Press ReleaseMarshall urges parents to be aware of the dangers that television programs...

Marshall urges parents to be aware of the dangers that television programs on gender issues may pose to their children.

Senator Roger Marshall would like a television monitoring panel to increase a rating system for parents to alert them about youth programs that relate to people who are interested in being another gender.

Four U.S. Senate colleagues from Kansas signed a letter urging the TV Parental Guidelines Monitoring Board (TVPGB) to oppose “left-wing sexual politics” embodied by Walt Disney Co.’s opposition to the Florida “don’t say gay” law that prohibits educators from discussing gender issues with children in kindergarten to third grade.U.S. Sens. Marshall Mike Lee, Mike Braun, Steve Daines, Montana, and Kevin Cramer, North Dakota, recommended that the board update guidelines be updated to include ratings for content related to gender dysphoria.
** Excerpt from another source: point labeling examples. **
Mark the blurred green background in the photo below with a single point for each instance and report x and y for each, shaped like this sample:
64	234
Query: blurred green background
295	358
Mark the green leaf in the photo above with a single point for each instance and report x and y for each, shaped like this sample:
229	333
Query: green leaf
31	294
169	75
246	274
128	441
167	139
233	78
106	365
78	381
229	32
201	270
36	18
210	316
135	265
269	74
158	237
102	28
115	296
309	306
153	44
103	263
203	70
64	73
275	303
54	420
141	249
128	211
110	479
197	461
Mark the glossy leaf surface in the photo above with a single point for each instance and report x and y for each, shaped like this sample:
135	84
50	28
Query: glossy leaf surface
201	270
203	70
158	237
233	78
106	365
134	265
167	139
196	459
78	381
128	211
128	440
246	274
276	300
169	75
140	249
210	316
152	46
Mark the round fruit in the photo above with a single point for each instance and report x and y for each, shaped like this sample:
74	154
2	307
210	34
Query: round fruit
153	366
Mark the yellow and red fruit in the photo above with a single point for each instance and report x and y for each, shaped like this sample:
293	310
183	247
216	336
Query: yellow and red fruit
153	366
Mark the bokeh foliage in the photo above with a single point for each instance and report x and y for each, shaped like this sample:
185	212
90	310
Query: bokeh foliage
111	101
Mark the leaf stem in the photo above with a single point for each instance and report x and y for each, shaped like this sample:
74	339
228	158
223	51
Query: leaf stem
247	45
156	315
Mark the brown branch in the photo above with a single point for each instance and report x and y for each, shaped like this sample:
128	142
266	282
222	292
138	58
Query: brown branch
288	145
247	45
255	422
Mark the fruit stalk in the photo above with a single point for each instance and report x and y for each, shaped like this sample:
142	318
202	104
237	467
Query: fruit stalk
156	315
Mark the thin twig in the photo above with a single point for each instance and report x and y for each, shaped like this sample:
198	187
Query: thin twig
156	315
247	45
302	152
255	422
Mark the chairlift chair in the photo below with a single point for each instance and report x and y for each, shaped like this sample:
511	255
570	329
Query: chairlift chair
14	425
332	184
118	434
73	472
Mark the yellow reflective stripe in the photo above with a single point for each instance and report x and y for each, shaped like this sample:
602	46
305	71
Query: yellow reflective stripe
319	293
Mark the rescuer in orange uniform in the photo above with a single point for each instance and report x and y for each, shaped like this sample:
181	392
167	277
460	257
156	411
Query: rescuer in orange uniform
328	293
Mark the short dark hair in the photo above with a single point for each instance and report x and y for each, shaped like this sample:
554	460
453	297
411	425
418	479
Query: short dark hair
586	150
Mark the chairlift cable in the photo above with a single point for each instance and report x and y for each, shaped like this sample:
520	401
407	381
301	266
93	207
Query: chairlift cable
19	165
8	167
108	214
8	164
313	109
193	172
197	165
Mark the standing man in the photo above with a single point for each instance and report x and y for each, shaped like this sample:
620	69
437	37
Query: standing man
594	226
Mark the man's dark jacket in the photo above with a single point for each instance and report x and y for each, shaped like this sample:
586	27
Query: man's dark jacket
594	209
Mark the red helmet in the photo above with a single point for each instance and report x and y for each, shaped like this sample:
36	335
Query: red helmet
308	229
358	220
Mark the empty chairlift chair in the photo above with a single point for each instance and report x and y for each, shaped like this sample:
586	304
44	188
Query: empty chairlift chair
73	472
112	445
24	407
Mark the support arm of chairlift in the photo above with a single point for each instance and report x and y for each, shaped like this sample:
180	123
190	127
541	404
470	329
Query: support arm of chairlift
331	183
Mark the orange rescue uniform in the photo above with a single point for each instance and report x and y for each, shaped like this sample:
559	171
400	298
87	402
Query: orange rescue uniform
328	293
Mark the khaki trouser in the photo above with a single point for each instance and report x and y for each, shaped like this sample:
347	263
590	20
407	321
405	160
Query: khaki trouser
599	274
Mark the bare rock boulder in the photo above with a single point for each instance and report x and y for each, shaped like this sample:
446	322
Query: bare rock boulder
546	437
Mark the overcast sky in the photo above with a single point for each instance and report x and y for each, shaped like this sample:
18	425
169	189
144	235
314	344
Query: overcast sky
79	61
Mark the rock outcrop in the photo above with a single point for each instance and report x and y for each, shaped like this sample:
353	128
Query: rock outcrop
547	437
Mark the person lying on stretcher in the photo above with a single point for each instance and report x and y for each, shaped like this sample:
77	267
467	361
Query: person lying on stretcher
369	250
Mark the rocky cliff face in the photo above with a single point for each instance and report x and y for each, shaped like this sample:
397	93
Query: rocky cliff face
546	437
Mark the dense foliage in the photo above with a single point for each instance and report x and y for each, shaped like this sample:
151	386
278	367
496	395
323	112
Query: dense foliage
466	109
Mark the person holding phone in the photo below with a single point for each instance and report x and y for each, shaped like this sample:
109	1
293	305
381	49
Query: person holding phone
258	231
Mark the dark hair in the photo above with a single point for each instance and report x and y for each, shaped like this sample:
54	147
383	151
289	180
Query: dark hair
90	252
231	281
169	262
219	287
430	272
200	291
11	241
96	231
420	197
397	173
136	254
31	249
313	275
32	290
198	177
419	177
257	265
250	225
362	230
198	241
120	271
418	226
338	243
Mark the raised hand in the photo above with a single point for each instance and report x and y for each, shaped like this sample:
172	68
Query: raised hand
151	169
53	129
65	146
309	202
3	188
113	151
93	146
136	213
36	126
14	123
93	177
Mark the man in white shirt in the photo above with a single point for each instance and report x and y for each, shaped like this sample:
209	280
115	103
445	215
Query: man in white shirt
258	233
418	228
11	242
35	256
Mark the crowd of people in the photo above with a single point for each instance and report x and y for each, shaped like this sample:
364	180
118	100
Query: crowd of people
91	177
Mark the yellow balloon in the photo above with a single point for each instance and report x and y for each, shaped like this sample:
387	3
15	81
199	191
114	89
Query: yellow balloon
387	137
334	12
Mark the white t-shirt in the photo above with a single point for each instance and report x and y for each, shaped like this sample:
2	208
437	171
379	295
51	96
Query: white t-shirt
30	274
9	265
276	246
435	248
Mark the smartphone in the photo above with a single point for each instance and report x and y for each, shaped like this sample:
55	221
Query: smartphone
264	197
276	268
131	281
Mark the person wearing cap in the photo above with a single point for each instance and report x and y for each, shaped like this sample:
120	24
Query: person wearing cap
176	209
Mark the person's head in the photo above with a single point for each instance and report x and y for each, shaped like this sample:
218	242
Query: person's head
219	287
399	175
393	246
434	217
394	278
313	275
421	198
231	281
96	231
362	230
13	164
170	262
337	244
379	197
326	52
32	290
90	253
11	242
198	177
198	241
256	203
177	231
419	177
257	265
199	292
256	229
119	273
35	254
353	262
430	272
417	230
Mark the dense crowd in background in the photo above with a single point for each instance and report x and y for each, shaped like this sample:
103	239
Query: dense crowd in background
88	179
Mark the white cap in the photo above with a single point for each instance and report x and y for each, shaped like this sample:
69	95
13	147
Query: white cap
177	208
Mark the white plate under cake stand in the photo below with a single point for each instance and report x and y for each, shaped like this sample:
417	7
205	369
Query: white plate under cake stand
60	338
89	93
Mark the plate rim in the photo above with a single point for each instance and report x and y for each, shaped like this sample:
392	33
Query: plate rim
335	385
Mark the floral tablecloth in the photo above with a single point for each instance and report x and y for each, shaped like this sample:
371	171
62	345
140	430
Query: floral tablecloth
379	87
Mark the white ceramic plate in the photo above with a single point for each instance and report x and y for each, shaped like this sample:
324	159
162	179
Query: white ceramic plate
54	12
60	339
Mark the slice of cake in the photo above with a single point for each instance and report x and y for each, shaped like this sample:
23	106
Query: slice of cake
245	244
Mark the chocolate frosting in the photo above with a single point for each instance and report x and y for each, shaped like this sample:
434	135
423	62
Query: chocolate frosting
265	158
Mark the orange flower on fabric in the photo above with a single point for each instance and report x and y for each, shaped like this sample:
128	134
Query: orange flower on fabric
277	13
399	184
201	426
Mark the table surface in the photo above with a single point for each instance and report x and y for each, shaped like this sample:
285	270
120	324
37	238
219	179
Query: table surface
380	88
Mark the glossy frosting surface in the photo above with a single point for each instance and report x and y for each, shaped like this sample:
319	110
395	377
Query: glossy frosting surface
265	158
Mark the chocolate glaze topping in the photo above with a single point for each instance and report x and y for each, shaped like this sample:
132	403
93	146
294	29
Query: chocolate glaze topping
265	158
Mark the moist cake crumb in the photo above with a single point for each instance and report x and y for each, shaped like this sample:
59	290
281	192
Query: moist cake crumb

This would allow parents or guardians to more easily prevent their children from seeing LGBTQ content.

The television board used to rate programs based on their content, whether it was violent, obscene, or sexual.

Gender dysphoria has been sensationalized by the media, television, and radical activists as well as entertainment companies to the detriment and benefit of children. The senators wrote that this radical and sexual sensation not just harms children, but also destabilizes parental rights.”

According to the American Psychological Association, transgender people may experience gender dysphoria. This is psychological distress over the differences between a person’s gender assignment at birth or their gender identity. To qualify for a diagnosis, the condition must be accompanied by a clinically significant social or occupational impairment.

Marshall continued his letter by writing: “The motivations and predatory nature of hyper-sexualized entertainment productions trying to push this content onto young audiences are suspect at best.”

Marshall signed a letter stating that parents in the United States should be offended by educators’ attempts to discuss sexual orientation and gender identity within classrooms.

The board’s television content rating system was implemented by most broadcast and cable channels in 1997 to address public concerns about explicit sexual content, graphic violence, and profanity on TV.

Governor Kelly and the Kansas Legislature. Laura Kelly and the Kansas Legislature fought over a bill that would have prohibited transgender women or girls from participating in Kansas’ school or college athletic programs.

Although the Democratic governor vetoed it, the House did not have the required two-thirds majority to override its decision. The Senate had all the votes to override.

GOP lawmakers in the House of Representatives and Senate said that transgender athletes would be unfairly advantaged if they were involved in competitions for women or girls. Hays Republican Rep. Barbara Wasinger said that transgender identity was evidence of mental illness among “people that have lost their way”.

Opponents of this bill claimed that the ban was part of a political campaign designed to shame and weaken transgender Kansans’ identities.

Rep. Brandon Woodard, a Lenexa Democrat who is also one of the four LGBTQ Kansas legislators, stated, “If you don’t like who I am or what a young trans person looks like, talk to our creator.”